From: Andrew Jarrette
Message: 41429
Date: 2005-10-14



Piotr Gasiorowski <gpiotr@...> wrote:
Brian M. Scott wrote:

> I don't find this at all surprising: in my experience U.S.
> /æ/ is often distinctly higher than [æ], though not so high
> as [E], /E/ is similarly shifted, in some cases as far as
> [I].

Since /æ/ is tensed and lengthened, and develops a centring glide in
many varieties of US English, it may produce a diphthong whose
starting-point is actually as high as [I]. Cf. the anecdotes (quoted by
Labov) on the homophony of <Ann> and <Ian>, etc.
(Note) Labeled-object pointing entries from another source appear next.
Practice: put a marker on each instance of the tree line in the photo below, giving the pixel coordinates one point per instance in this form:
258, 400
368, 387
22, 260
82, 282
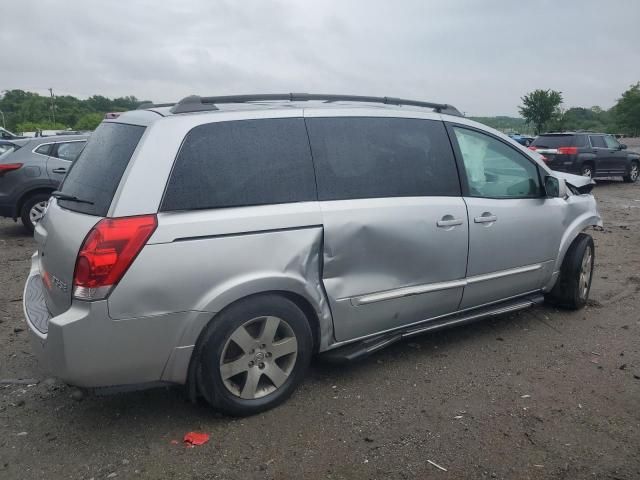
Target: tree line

In the Northern Cities
Shift, in particular, tense /æ/ becomes higher than /E/, which instead
of rising undergoes centralisation, so that outsiders mishear <better>
as "butter".

-- I am just wondering why it seems that you didn't read the later parts of my message, where I talk about /ae/ being /E&/ or /I&/ before nasals only in the majority of North American speech, and being /a/ elsewhere in Canada (and being /a/ everywhere in parts of England and Canada), but being a more raised vowel elsewhere in the US.  I believe that many Americans actually have /E/ for "short e" and /E:/ for "short a".  I try to analyze it as instead of opening their mouths fully, they pronounce an easier mid-open vowel, but the original vertically long open mouth becomes transformed into a temporally long vowel, as the distinguishing feature.  But the /a/ or near-/a/ pronunciation is also not uncommon in the US, among educated speakers in California and the West Coast and some central-northeastern areas.  But it seems nowadays that only New Yorkers among Americans preserve /ae/ (almost /a/) before /r/ - everyone else has replaced it with /E/ or more usually /E:/ (and sometimes /Ir/ or /I:r/ or /I&r/), so that "marry" sounds the same as "Mary".  In Canada the US pronunciation has become dominant especially in the east, but in the west and among some both more- and less-educated speakers in the east, one still hears /ar/ or /aer/.  It's all interesting for me, born in Trinidad and Tobago, where there is no /ae/, only pure /a/, and which I hear my parents and relatives say all the time, and which I cling to before nasals and /r/ despite otherwise having a typical educated North American accent, because I find it aesthetically and historically more pleasing.